Baltic MEPs seek ‘historic grounds’ for taking in fewer migrants

Because Latvia endured the forced migration waves of the Soviet era and is still struggling with the integration process as regards this part of its population, it should get mitigated consideration for any migration burden-sharing quotas introduced, MEP Artis Pabriks told LSM’s Russian-language service Wednesday.

Pabriks cited the European Council’s 1987 resolution on the situation of the Baltic peoples, which condemned the forced migrations perpetrated by the Soviet Union as having “brought the Baltic peoples under pressure to assimilate and that the lack of possibilities for education and cultural expression of their own is leading towards the loss of their identity.”

It’s not just the problem of non-citizens, the MEP explained. “Those who came here during those times – they’re still migrants in the first or second generation. And Latvia at this moment must still defend its interests,” he said.

He confirmed that members of the European People’s Party (EPP) group were gathering in Milan in a parallel meeting to prepare a document outlining proposals for fair and reasonable burden-sharing among member states. The EP hopes in May to release a special report and recommendations for consideration by the Council of Europe and member states.

LSM spoke by phone to MEP Krišjānis Kariņš, who had just arrived in Milan Wednesday night for the EPP group meeting on the issue. He confirmed that EPP group MEPs from Latvia and Estonia had worked together on a number of proposals that they hope will find support even among other political groups like the Socialists, who have also spoken out on the need for a burden-sharing regime to help the southern frontline states ease their exposure to this increasingly out-of-control humanitarian crisis.

MEP Krišjānis Kariņš on burden-sharing proposals for the wave of migrants flooding across the Mediterranean
00:00 / 05:52

Here are his reponses to LSM on the eve of the extraordinary summits.

“This is the reason I’ve arrived in Milan where the EPP group is holding a bureau meeting where we are working on our petition regarding immigration and the situation which is now coming to a head in the south of Europe from the north of Africa.

"This is a summit where we are formulating our group’s political position which would be across all delegations from all the member states.

"One of the issues being discussed is how the existing migrants who have arrived in Europe could be in some fair way distributed across Europe so that it would not be Italy and Malta alone who are dealing with this issue. And regarding the proposal to set up a quota system, the EPP is talking about two criteria – one would be the size of the country, including population of course, and the second would be the economic situation of the GDP.

And what we want to introduce would be a third criterion, and that would be the percentage of existing immigrants already in the country. Because the more immigrants one already has, the more difficult it is to integrate any additional migrants.  

"During the fifty years under the Soviets our country experienced a massive wave of immigration which at its peak topped 40%. Since regaining independence the situation has been such that a small percentage has left the country, a larger percentage has integrated, but we’re still in the process of integrating those arrivals, who for fifty years were living in the territory of Latvia but with the understanding that it was part of a vast Russian, then called the Soviet, empire.

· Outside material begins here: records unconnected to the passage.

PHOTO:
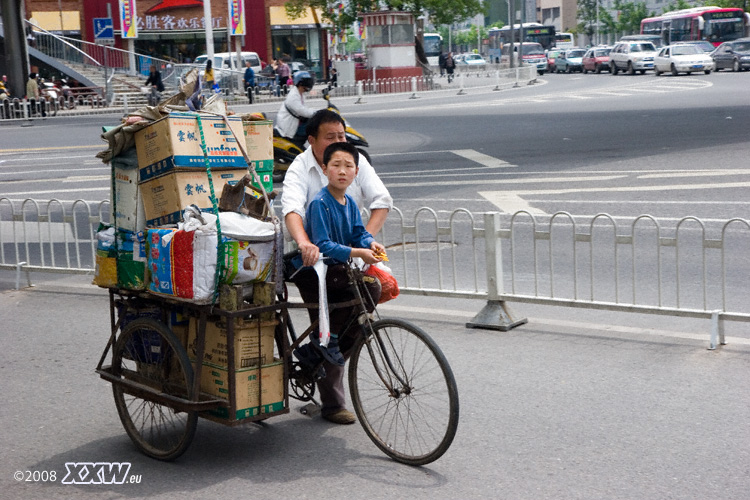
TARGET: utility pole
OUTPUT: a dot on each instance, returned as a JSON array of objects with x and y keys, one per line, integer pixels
[
  {"x": 511, "y": 15},
  {"x": 16, "y": 55},
  {"x": 209, "y": 30}
]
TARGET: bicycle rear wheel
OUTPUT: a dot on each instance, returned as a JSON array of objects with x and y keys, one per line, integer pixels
[
  {"x": 404, "y": 392},
  {"x": 147, "y": 352}
]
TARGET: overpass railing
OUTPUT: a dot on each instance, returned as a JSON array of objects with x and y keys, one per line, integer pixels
[{"x": 688, "y": 267}]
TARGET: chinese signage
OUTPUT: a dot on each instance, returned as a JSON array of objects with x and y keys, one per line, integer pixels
[
  {"x": 236, "y": 17},
  {"x": 166, "y": 22},
  {"x": 128, "y": 22}
]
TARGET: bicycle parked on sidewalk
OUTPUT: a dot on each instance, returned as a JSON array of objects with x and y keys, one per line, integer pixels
[{"x": 402, "y": 387}]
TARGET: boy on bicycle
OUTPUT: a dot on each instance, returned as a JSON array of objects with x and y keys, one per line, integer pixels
[{"x": 334, "y": 225}]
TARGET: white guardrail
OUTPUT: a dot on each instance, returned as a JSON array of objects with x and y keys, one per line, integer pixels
[
  {"x": 491, "y": 78},
  {"x": 687, "y": 267}
]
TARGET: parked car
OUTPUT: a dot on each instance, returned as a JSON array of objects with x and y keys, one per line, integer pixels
[
  {"x": 596, "y": 59},
  {"x": 570, "y": 60},
  {"x": 734, "y": 55},
  {"x": 222, "y": 62},
  {"x": 655, "y": 40},
  {"x": 704, "y": 45},
  {"x": 533, "y": 55},
  {"x": 682, "y": 58},
  {"x": 632, "y": 57},
  {"x": 552, "y": 56}
]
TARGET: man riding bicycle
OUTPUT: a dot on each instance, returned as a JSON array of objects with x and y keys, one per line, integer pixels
[{"x": 293, "y": 114}]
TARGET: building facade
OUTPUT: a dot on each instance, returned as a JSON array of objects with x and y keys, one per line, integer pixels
[{"x": 175, "y": 29}]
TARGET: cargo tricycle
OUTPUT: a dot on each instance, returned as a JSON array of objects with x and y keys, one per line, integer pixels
[{"x": 164, "y": 378}]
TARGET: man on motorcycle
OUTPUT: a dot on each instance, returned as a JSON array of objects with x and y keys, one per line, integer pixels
[
  {"x": 304, "y": 179},
  {"x": 293, "y": 114}
]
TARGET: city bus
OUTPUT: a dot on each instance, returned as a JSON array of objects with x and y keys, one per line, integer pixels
[
  {"x": 714, "y": 24},
  {"x": 532, "y": 32},
  {"x": 433, "y": 44},
  {"x": 564, "y": 40}
]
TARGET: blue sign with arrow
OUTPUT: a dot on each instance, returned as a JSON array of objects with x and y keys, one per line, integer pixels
[{"x": 103, "y": 28}]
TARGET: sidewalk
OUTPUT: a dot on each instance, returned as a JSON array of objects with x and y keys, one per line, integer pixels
[{"x": 568, "y": 406}]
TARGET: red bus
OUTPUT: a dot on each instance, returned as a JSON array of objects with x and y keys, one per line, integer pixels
[{"x": 714, "y": 24}]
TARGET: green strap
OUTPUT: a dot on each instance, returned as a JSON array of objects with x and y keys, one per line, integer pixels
[{"x": 219, "y": 245}]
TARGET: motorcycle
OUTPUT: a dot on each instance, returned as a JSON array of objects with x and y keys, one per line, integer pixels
[{"x": 285, "y": 150}]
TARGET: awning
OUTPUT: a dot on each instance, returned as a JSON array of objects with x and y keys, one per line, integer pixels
[
  {"x": 309, "y": 19},
  {"x": 50, "y": 21}
]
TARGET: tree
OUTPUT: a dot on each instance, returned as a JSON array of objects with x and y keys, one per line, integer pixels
[
  {"x": 587, "y": 15},
  {"x": 630, "y": 15},
  {"x": 677, "y": 5}
]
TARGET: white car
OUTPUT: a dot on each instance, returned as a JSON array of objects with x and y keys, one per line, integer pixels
[{"x": 682, "y": 59}]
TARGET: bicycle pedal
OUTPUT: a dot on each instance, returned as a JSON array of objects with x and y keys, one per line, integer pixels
[
  {"x": 310, "y": 410},
  {"x": 366, "y": 317}
]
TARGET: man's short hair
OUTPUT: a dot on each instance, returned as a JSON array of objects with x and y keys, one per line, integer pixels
[
  {"x": 340, "y": 146},
  {"x": 319, "y": 118}
]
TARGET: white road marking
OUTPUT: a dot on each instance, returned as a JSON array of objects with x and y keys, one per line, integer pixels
[
  {"x": 510, "y": 202},
  {"x": 625, "y": 189},
  {"x": 481, "y": 158},
  {"x": 505, "y": 181},
  {"x": 460, "y": 315},
  {"x": 687, "y": 173}
]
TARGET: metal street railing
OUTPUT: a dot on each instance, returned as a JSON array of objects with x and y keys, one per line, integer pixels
[{"x": 688, "y": 268}]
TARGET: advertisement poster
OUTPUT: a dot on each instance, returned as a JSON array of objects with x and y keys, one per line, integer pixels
[
  {"x": 128, "y": 23},
  {"x": 237, "y": 16}
]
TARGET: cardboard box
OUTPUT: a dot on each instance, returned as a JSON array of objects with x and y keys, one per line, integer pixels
[
  {"x": 165, "y": 197},
  {"x": 127, "y": 204},
  {"x": 259, "y": 139},
  {"x": 253, "y": 396},
  {"x": 174, "y": 142},
  {"x": 249, "y": 349}
]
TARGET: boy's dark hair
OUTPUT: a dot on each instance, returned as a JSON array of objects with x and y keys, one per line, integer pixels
[
  {"x": 340, "y": 146},
  {"x": 319, "y": 118}
]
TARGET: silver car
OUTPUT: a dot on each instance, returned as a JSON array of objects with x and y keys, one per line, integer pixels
[{"x": 682, "y": 59}]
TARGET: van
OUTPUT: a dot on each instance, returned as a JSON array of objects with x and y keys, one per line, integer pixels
[
  {"x": 654, "y": 39},
  {"x": 225, "y": 60},
  {"x": 533, "y": 55}
]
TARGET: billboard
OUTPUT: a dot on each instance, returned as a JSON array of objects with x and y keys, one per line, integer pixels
[{"x": 236, "y": 17}]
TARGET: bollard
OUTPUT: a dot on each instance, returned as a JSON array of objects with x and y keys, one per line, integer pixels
[
  {"x": 461, "y": 90},
  {"x": 360, "y": 93},
  {"x": 496, "y": 315},
  {"x": 26, "y": 114},
  {"x": 414, "y": 88}
]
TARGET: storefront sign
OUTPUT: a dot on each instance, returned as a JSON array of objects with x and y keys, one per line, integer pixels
[
  {"x": 128, "y": 23},
  {"x": 237, "y": 17},
  {"x": 167, "y": 22}
]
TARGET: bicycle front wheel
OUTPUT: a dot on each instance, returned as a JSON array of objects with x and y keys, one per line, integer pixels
[
  {"x": 404, "y": 392},
  {"x": 147, "y": 352}
]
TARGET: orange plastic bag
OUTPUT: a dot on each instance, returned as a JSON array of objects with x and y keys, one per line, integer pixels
[{"x": 387, "y": 282}]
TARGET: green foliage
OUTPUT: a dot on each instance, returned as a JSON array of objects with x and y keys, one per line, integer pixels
[
  {"x": 630, "y": 16},
  {"x": 677, "y": 5},
  {"x": 726, "y": 4}
]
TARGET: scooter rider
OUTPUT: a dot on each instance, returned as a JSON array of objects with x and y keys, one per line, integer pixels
[
  {"x": 303, "y": 181},
  {"x": 293, "y": 114}
]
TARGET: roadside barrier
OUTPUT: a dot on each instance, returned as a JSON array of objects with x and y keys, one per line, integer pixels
[
  {"x": 684, "y": 268},
  {"x": 89, "y": 100}
]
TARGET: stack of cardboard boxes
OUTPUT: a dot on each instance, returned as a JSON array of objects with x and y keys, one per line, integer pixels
[{"x": 152, "y": 185}]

That readjustment, especially for those who are a little older has turned out to be extremely difficult. For the young it’s easier but it’s an ongoing process.

So for our country to accept any sizable number of new immigrants, whether they came from the north of Africa or from anywhere else in the world would simply compound the existing difficulties that we already have.

"I simply think that this aspect should be taken into account when assessing what would be a fair and reasonable proportion that could or would be distributed throughout Europe. So there are some countries which, of course are better poised and some which have a much more difficult time.

"Of course the relative wealth, or lack of wealth in our country is also perhaps a big inhibitor. But it’s part of the general discussion of how Europe as a whole should tackle this. I think that this is going to cause consternation across many member states, especially when we observe the rise of the so-called extreme right, where the extremist parties often have a basic platform of anti-immigration, including European migration, let alone third-country migration.

I think it’s quite obvious that we already see that we have a relatively low number of asylum seekers prior to this latest crisis. And I think the reason is purely one of economics – our country is not one of the wealthiest, it’s still one of the least wealthy in Europe in terms of GDP. That means that the amount of support in the social services are less generous than in other countries for our own citizens and anyone else who were to come.

"Which means that perhaps people, once they will have arrived in Latvia, would be motivated to migrate further within the Schengen Zone to some more wealthy country, for example Sweden or Germany. Which, by the way, has been happening ever since our joining the European Union by our own citizens.”